Regulation Reference: (EU) No 2015/35 - supplementing Dir 2009/138/EC - taking up & pursuit of the business of Insurance and Reinsurance (SII)

Topic: Risk concentration

Article: 187(4)

Status: Final

Date of submission: 04 May 2023

Question

In the context of the market risk  concentration sub-module and in particular Article 187(4) of Delegated Regulation (EU) 2015/35 and its interaction with other  articles, how should an insurance or  reinsurance undertaking calculate the risk factor gi for a single name exposure relating to a central government of a non EEA country, which has one bond issued in the local currency and one bond issued in a foreign currency. In an example, an insurance or reinsurance undertaking could 
hold two bonds issued by the same central government of a non-EEA country. The first bond “B1” is denominated and funded in the domestic currency of that central government, while the second bond “B2” is denominated in another currency. Both bonds are assigned to credit quality step 3. The insurance or reinsurance undertaking has no other exposures to that central government. How can the insurance or  reinsurance undertaking calculate the excess exposure on the single name exposure relating to that central government?

EIOPA answer

The answer to this question is provided by the European Commission.

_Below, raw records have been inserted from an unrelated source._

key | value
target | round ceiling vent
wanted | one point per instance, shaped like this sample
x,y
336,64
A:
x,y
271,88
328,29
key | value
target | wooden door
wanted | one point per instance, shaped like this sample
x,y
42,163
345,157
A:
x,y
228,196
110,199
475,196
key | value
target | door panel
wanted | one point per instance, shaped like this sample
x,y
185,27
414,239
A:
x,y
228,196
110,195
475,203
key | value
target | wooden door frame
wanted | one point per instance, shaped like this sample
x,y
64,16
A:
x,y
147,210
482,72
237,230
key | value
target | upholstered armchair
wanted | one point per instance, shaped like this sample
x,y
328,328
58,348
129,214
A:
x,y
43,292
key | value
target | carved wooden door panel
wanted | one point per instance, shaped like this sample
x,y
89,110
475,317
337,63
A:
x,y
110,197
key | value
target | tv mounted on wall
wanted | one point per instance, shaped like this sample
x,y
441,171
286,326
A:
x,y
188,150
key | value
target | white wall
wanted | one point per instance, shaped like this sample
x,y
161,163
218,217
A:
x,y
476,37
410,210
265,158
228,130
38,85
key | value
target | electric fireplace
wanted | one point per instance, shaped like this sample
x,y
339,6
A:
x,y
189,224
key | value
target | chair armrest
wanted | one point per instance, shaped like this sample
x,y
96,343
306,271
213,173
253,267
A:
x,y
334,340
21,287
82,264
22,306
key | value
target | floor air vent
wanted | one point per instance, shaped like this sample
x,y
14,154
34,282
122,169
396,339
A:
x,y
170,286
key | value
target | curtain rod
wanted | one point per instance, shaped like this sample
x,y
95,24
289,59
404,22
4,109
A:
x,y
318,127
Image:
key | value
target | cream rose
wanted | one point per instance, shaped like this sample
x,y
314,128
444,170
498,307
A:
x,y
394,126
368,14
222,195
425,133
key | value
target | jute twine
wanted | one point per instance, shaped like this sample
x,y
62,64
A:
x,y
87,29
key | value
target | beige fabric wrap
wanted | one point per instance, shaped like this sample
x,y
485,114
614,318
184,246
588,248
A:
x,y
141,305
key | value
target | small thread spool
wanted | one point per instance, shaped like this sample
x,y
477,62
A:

Delegated Regulation (EU) 2019/981 amended Delegated Regulation (EU) 2015/35, among others, to clarify the sequence of the calculation in the market risk concentration sub-module, namely that “[individual] exposures should […] first be mapped to credit quality steps and relative excess exposure thresholds, and risk factors should subsequently be applied at the level of single name exposures.” (see recital 31 of that Regulation). Where insurance and reinsurance undertakings have exposures of the types referred to in Article 187(4), (4a) or (4b) as well as other exposures not in the scope of the same paragraph to the same counterparty, they should derive an implied credit quality step in order to be able to follow the sequence for the calculation explained above. The implied credit quality step for a specific exposure in the scope of Article 187(4), (4a) or (4b) should be the credit quality step which would produce the same risk factor g i for a single name exposure pursuant to Article 186(1) as the risk factor g i for the specific exposure determined in accordance with Article 187(4), (4a) or, as applicable, (4b).
In the example referred to in the question, the risk factor of 21 % pursuant to Article 187(4) of Delegated Regulation (EU) 2015/35 for bond B1 translates into an implied credit quality step of 2 (as according to Article 186 a credit quality step of 2 for a bond or loan not in the scope of Article 187 results in a risk weight of 21 %). That implied credit quality step for bond B1 and the credit quality step of 3 for Bond B2 form the basis for the calculation of the weighted average credit quality step for the single name exposure in accordance with Article 182 (4) and the determination of the relative excess exposure thresholds and risk factor for the single name exposure pursuant to Articles 185 and 186 respectively.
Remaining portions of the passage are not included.